There is also the Tver Merchant Republic.
Also wonder, how/if serfdom would develope in such a scenario
Tver was a regular Russian principality, that is, a monarchy (maybe less autocratic than Moscow, but then, Moscow of the 15th century was not really an autocratic regime either - both Tver and Moscow had powerful princes
and powerful nobility, whose power would only be broken by the Muscovite occupation in Tver (1485) and by Ivan the Terrible's terror in Moscow (1560s).)
Medieval Russia had three republics - Novgorod, Pskov and Vyatka. All of them were noble republics rather than merchant republics (even though all three had lively trade relations with their neighbors, they dealt mostly in agricultural/hunting products, and this business was controlled by landowners).
Interestingly, there was no serfdom and no wish to introduce it in Novgorod (the greatest and best researched of the three republics). The great lords (some 40 of them) owned most of the farmland, and they did not fear peasants moving out of their estates to another lord's lands, because conditions in most of these estates were more or less equally bad/good (the lords did not try to outcompete each other with better conditions for their tenants, so acting as an oligopoly of sorts). There also was no free land to settle in core Novgorod areas (so-called 'five fifths of Novgorod land'), as all land there, even still unploughed, was already claimed by some lord. Therefore, peasants had to make do with their lord's exactions, or move out of Novgorod land altogether, and most stayed put.
As was pointed out here by previous posters, Novgorod was well integrated into the Baltic trade area and felt no need to subdue other Russian states, except Pskov, which they saw as part of their rightful domain, and tried to reconquer a few times.
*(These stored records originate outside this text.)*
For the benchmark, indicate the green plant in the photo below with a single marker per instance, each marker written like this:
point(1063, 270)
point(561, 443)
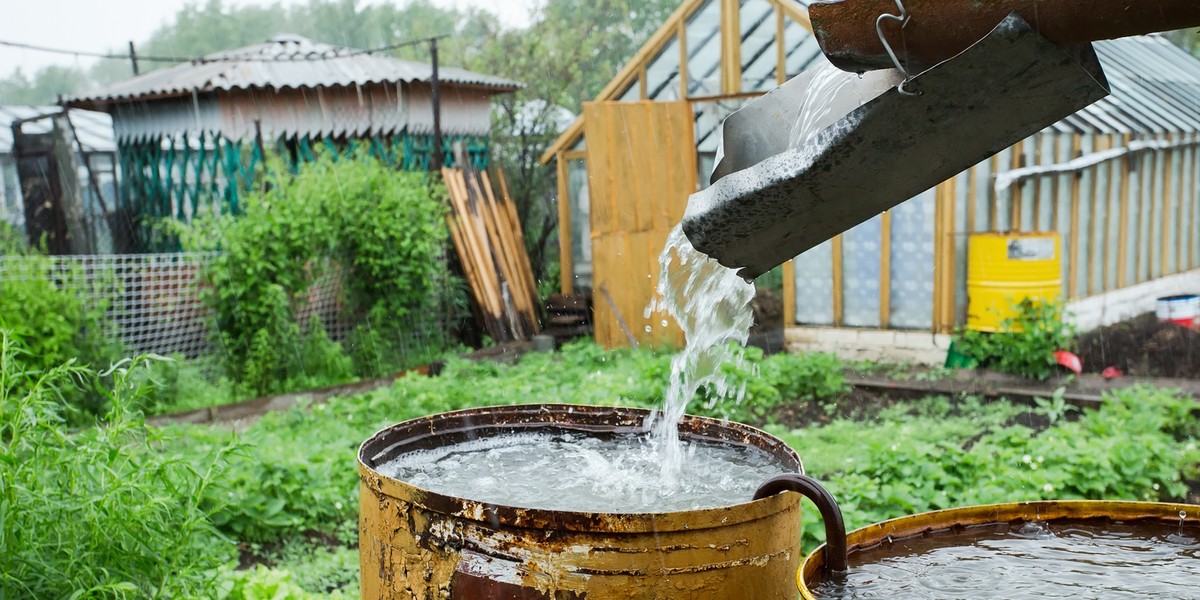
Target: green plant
point(1025, 343)
point(353, 220)
point(103, 513)
point(49, 311)
point(264, 583)
point(12, 241)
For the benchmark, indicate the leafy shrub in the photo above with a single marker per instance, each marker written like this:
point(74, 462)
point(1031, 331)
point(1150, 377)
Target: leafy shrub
point(384, 228)
point(1129, 449)
point(105, 513)
point(1026, 342)
point(263, 583)
point(46, 309)
point(12, 241)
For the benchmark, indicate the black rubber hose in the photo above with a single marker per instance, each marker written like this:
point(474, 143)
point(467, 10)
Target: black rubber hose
point(831, 514)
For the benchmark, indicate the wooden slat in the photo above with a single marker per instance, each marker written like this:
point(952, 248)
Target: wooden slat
point(1015, 192)
point(945, 262)
point(885, 271)
point(503, 249)
point(625, 76)
point(780, 48)
point(1077, 179)
point(514, 222)
point(1123, 227)
point(1105, 244)
point(839, 303)
point(642, 169)
point(682, 35)
point(790, 293)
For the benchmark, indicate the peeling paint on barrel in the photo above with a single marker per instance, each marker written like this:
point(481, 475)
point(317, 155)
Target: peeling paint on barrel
point(419, 545)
Of course, had they known that one of these other Russian states would grow strong enough to subdue Novgorod itself, with disastrous consequences for every Novgorodian lord, they might have rethought their non-intervention stance.
However, even had Novgorod united Russia, it would likely be forced to transform itself into a highly militarized and authoritarian state to conquer, rule and defend their empire. Moscow's example is instructive, as the ruling house's powers there grew in step with the state's military commitments, and the subjects' freedoms were being curtailed accordingly, resulting eventually in autocracy, serfdom and lack of ecclesiastical autonomy.